# Puppy Drum



## Pheno (Jun 8, 2017)

Whats your preferred bait for puppy drum in the spring season


----------



## rwh (Dec 10, 2012)

fresh bait: peeler crab or live bull minnows
artificials: Redfish Magic spinners & topwater plugs, i.e. Rapala Skitterwalks & Badonk-a-donks


----------



## Pheno (Jun 8, 2017)

Free line bull minnows?


----------



## Benji (Nov 19, 2014)

Chartreuse gulp red jig head. Gold spoon. Live minnow on a Carolina rig, peeler crab, shrimp under a popping cork. Pure poison chatter baits.


----------



## rwh (Dec 10, 2012)

Pheno said:


> Free line bull minnows?


I usually fish for them in 3 to 6 ft of water, so I put them under a float, otherwise I would do like Benji and use a Carolina or fishfinder rig.


----------



## sutphinda (Feb 9, 2012)

Fresh Shrimp works


----------



## Suavea (Oct 9, 2002)

*The Big Ones*

Or aka Bull Reds aka Red Drum love some fresh cut Spot too. Also some of these fish have some deep spots where they live all the time. Just a tip. And when you can't get Peelers Live hard crabs work just a good. But it pay to know how to cut them up...opcorn:


----------



## jay b (Dec 1, 2002)

To me fresh cut spot is a fall time bait but it and any other cut bait works this time of year too. This time of year the crabs are coming out of the bottom to spawn and grow/shed again so they're abundant at a time when very little else is.

Peelers are good bait this time of year because they're abundant too and while they're peeling/shedding they put off an aroma that attracts everything swimming. The bad thing is not just Drum like them so you'll catch a bunch of critters at the same time you're looking for Drum.

If you're fishing for the big ones in this area with whole hard crabs cut off the points, remove the pincher legs then push a 7/O to 9/O hook of your choice (not getting into the circle vs. the "J" hook argument here) from the bottom of the crab into the top shell with just the point and barb pushed out of the top shell but don't hit the vital organs so the crab can walk the bottom or swim for a while trying to find that Drum that wants to eat him. Rig it to a Carolina or Fish Finder rig then toss it onto a bar next to a slough and cross your fingers hoping you're in the right spot.

For the Pups a whole crab with the top shell removed that is cut into quarters is the best bait this time of year (along with any other fresh cut bait).
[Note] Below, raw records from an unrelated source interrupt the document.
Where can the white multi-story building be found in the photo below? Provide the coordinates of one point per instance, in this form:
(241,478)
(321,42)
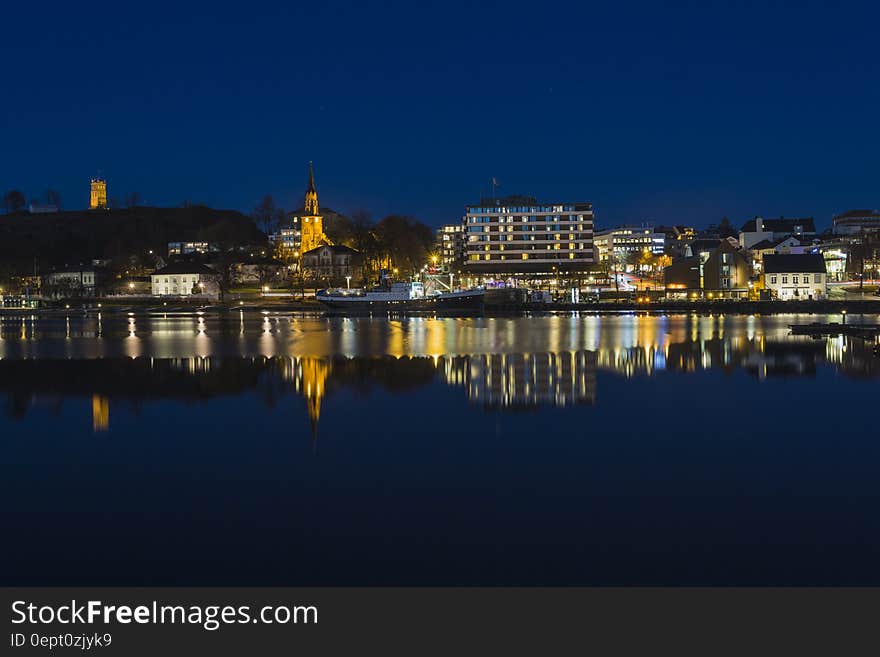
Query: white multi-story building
(185,279)
(795,276)
(518,235)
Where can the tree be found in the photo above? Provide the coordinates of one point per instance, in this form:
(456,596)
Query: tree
(267,214)
(13,201)
(405,240)
(53,197)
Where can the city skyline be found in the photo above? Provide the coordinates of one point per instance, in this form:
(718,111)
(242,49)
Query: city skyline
(647,113)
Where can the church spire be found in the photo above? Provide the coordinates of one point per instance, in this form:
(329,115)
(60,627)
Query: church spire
(311,204)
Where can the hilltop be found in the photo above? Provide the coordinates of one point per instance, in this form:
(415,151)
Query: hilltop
(63,238)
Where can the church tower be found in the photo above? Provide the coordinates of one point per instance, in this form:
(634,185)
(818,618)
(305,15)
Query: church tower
(311,221)
(98,196)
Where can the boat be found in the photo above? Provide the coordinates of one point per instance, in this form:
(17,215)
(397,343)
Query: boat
(401,297)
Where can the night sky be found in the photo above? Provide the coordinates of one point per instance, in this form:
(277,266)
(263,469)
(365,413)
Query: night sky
(664,112)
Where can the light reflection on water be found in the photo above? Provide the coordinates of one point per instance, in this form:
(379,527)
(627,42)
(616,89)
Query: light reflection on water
(506,362)
(272,449)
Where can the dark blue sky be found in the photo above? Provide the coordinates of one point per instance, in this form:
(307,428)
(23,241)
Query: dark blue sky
(670,112)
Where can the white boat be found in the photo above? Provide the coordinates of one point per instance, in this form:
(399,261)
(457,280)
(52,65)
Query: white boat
(401,298)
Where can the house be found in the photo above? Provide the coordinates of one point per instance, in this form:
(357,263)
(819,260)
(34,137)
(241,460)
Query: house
(71,283)
(795,276)
(722,272)
(759,229)
(185,279)
(333,263)
(854,222)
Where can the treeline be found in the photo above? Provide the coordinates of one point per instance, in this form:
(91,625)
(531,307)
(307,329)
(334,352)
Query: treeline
(403,242)
(400,241)
(40,243)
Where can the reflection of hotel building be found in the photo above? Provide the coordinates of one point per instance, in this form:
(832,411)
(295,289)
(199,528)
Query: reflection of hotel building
(517,235)
(503,380)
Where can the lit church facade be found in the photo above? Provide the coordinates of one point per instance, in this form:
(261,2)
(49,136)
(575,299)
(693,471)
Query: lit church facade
(306,230)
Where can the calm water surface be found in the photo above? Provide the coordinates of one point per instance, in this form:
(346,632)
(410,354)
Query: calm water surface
(249,448)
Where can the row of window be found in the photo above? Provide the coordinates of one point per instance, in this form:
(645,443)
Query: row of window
(526,219)
(795,279)
(523,209)
(525,256)
(473,239)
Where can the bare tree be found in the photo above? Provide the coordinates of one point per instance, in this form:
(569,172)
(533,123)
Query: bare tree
(266,214)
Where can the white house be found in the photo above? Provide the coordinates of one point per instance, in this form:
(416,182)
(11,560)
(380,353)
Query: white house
(760,229)
(71,283)
(185,279)
(798,276)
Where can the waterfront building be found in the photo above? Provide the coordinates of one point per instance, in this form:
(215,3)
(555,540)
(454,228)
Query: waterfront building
(334,264)
(517,235)
(677,238)
(185,279)
(854,222)
(721,273)
(188,248)
(626,243)
(70,283)
(98,194)
(759,229)
(795,276)
(450,247)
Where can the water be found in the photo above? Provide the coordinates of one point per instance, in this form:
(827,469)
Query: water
(249,448)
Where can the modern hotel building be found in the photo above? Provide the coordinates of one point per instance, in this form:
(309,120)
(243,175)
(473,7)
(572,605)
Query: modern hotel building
(517,235)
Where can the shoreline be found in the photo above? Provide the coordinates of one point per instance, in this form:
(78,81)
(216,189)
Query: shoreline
(311,307)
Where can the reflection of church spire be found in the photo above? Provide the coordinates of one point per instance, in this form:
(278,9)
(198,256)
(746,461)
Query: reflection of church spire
(314,376)
(100,413)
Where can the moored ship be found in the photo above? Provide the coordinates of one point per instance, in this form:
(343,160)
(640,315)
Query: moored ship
(401,298)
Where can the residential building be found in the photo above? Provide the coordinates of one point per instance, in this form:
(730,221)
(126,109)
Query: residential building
(722,272)
(854,222)
(450,247)
(759,229)
(187,248)
(309,220)
(628,242)
(795,276)
(98,194)
(185,279)
(518,235)
(677,238)
(70,283)
(333,264)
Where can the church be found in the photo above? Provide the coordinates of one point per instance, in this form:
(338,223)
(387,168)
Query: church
(309,220)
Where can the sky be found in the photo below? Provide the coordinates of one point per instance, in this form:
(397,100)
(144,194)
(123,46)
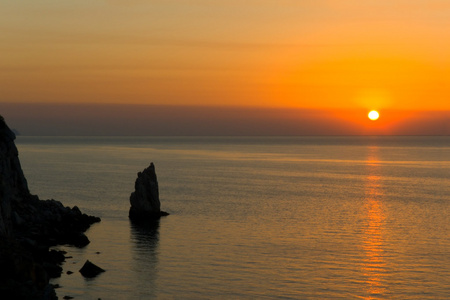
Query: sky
(266,67)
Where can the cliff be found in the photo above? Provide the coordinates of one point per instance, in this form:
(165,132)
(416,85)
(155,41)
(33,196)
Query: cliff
(29,227)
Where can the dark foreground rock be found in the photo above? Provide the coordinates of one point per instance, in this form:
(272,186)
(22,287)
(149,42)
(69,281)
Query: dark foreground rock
(29,227)
(90,270)
(145,204)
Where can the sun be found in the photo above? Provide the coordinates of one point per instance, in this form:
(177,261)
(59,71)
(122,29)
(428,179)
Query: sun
(374,115)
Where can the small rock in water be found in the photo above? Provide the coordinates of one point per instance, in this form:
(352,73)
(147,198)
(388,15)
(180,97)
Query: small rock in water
(145,204)
(90,270)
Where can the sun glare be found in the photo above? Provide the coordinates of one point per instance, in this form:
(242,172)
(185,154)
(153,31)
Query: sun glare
(374,115)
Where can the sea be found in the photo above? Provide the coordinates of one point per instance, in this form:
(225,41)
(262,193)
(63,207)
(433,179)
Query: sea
(254,217)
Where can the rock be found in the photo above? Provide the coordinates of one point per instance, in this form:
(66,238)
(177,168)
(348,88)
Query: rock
(28,227)
(145,204)
(90,270)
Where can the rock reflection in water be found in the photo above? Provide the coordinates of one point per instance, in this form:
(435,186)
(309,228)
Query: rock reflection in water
(145,242)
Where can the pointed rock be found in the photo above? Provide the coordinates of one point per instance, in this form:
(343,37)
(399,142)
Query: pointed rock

A 2/O to 4/O hook pushed threw one of the leg holes and out of the bottom shell is how I rig them, again with just the point and barb going out of the shell. Sand bars near sloughs are good spots to look for Pups too but don't forget to fish near grass beds and creek mouths, especially near the top of high tide into the outgoing.

My $ 0.02, Jay B


----------



## IPNURWATER (Aug 20, 2013)

Blue crab nuckles


----------